À la fin du XVe siècle, la conquête des Amériques et l’expansion espagnole en Asie inaugurèrent la construction d’un empire planétaire inédit. 

 

Dès ses origines, cet espace impérial se distingua par une caractéristique majeure: le métissage, fruit de la rencontre brutale mais durable de trois continents (l’Europe, l’Afrique et l’Amérique). 

 

Contrairement à d’autres expériences coloniales où la ségrégation demeura marquée, le projet espagnol se développa très tôt dans une logique d’intégration partielle et de recomposition sociale. 

 

Ce métissage omniprésent fut à la fois moteur et menace pour l’ordre établi, car il créa de nouvelles identités mais imposa aussi à la Couronne le défi d’ordonner un monde en perpétuelle mutation.

 

Parallèlement, la conquête ne fut pas l’œuvre exclusive des «péninsulaires». Aux côtés des conquistadors espagnols, on trouvait aussi des hommes et des femmes d’ascendance africaine, esclaves ou libres, dont le rôle reste largement méconnu du grand public.

 

Le métissage, fondement et ambiguïté des sociétés coloniales

 

Pour contenir le «désordre» issu du métissage, la monarchie espagnole mit en place le système des castas.
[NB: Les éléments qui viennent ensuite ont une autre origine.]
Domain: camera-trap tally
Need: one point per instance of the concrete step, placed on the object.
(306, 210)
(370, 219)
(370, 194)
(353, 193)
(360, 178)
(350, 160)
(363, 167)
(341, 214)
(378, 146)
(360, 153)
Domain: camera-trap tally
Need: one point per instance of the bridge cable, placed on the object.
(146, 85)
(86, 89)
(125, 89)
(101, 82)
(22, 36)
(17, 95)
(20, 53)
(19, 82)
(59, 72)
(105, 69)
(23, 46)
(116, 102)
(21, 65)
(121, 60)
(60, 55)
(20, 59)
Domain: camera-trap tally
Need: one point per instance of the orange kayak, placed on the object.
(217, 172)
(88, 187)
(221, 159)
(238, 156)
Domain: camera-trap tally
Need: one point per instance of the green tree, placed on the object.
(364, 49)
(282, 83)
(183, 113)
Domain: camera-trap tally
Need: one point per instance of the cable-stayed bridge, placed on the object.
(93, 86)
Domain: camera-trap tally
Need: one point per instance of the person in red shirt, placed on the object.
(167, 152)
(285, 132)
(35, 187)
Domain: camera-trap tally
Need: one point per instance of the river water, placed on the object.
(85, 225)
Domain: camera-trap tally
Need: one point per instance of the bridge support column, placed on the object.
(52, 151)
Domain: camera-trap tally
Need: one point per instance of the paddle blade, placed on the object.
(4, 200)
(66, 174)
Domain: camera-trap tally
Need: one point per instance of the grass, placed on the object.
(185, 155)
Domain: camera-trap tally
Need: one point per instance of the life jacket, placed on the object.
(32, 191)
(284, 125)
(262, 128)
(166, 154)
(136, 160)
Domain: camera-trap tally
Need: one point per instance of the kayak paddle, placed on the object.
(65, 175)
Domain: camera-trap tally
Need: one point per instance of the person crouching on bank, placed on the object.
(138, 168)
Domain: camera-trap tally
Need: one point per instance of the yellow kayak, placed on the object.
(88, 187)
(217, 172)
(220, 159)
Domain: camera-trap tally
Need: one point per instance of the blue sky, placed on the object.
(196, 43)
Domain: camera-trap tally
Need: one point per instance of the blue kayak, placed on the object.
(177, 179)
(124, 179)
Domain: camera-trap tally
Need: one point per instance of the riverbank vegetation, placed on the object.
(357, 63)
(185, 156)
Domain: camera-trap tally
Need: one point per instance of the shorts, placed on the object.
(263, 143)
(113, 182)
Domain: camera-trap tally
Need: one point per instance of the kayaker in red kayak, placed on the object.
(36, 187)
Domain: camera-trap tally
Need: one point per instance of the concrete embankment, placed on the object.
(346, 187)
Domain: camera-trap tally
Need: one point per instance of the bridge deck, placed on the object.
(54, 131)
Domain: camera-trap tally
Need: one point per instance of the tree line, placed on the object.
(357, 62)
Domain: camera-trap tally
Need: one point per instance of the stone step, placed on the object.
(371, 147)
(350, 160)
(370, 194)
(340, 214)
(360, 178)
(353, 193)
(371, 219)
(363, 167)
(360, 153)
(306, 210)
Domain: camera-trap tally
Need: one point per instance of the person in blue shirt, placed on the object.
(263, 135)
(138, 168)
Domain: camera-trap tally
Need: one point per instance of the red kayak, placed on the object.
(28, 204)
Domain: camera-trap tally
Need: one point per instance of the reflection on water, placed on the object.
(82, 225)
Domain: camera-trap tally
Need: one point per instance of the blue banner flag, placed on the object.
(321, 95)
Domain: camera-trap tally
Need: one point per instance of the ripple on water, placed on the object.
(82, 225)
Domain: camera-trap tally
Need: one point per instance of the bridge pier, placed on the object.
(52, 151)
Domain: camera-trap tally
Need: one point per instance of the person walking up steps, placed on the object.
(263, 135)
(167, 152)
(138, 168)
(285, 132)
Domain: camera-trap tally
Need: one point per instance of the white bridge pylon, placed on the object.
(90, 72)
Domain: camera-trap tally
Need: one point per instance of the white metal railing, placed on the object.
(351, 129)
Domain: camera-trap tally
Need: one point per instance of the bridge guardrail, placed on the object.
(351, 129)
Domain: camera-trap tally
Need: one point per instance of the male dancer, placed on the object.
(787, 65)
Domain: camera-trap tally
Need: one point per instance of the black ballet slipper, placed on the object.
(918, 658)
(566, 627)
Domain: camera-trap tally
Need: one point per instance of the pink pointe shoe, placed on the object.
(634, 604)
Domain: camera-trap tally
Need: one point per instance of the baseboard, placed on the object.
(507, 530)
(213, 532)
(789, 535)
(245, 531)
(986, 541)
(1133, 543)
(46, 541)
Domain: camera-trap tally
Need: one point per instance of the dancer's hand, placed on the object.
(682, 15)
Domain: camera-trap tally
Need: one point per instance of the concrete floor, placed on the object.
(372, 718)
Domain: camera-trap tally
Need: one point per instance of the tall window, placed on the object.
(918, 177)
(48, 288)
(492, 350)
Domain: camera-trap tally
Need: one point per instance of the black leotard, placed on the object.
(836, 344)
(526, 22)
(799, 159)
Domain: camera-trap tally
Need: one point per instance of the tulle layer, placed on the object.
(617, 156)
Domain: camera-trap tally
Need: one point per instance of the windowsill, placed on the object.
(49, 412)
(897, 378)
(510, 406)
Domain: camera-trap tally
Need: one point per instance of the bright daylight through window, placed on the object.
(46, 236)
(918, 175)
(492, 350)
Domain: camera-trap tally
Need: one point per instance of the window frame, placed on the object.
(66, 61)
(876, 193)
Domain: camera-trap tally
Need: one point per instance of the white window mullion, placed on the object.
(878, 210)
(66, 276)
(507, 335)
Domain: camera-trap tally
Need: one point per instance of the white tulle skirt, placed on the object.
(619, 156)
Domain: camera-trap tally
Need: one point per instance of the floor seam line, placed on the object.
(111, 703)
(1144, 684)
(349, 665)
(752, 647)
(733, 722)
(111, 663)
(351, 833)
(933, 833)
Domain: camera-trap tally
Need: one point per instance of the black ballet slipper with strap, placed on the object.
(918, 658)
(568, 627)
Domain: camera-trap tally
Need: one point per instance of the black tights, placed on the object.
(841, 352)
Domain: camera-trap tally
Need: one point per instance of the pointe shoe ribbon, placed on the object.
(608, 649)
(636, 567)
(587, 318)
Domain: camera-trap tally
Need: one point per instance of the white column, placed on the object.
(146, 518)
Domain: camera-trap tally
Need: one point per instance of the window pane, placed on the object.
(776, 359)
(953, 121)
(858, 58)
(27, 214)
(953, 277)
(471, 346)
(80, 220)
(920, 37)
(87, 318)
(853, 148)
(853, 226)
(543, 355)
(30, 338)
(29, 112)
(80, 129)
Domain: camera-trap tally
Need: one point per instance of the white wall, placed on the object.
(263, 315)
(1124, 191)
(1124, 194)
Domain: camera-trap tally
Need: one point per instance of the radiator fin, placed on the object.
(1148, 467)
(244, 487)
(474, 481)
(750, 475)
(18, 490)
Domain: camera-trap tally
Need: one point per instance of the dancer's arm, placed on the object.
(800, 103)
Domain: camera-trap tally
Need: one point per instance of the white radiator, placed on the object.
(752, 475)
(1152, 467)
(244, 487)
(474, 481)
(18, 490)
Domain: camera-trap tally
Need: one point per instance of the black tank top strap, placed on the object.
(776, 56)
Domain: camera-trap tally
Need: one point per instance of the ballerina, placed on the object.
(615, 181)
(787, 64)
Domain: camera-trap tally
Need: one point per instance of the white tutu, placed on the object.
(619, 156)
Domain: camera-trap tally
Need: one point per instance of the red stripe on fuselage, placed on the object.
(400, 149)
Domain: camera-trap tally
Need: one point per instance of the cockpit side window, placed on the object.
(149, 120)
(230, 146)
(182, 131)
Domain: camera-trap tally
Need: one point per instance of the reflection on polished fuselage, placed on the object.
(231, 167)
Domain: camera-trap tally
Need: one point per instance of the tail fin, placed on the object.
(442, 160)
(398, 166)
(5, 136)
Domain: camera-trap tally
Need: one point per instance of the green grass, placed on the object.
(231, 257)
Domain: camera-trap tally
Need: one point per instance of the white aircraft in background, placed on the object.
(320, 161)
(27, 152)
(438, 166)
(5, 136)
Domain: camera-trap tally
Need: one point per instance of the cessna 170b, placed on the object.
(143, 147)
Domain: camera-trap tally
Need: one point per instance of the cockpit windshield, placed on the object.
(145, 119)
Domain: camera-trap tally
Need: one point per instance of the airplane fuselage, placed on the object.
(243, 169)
Celui-ci, loin d’être une simple nomenclature phénotypique, constituait une véritable grille sociale, juridique et fiscale. 

 

Au sommet se trouvaient les peninsulares, Espagnols nés dans la péninsule Ibérique et jouissant de tous les avantages.

 

Venaient ensuite les criollos, Espagnols nés en Amérique, puissants économiquement, mais moins prestigieux. En contrebas, une mosaïque de catégories désignait les métis (mestizos, mulatos, etc.) ainsi que les Indiens et les Noirs.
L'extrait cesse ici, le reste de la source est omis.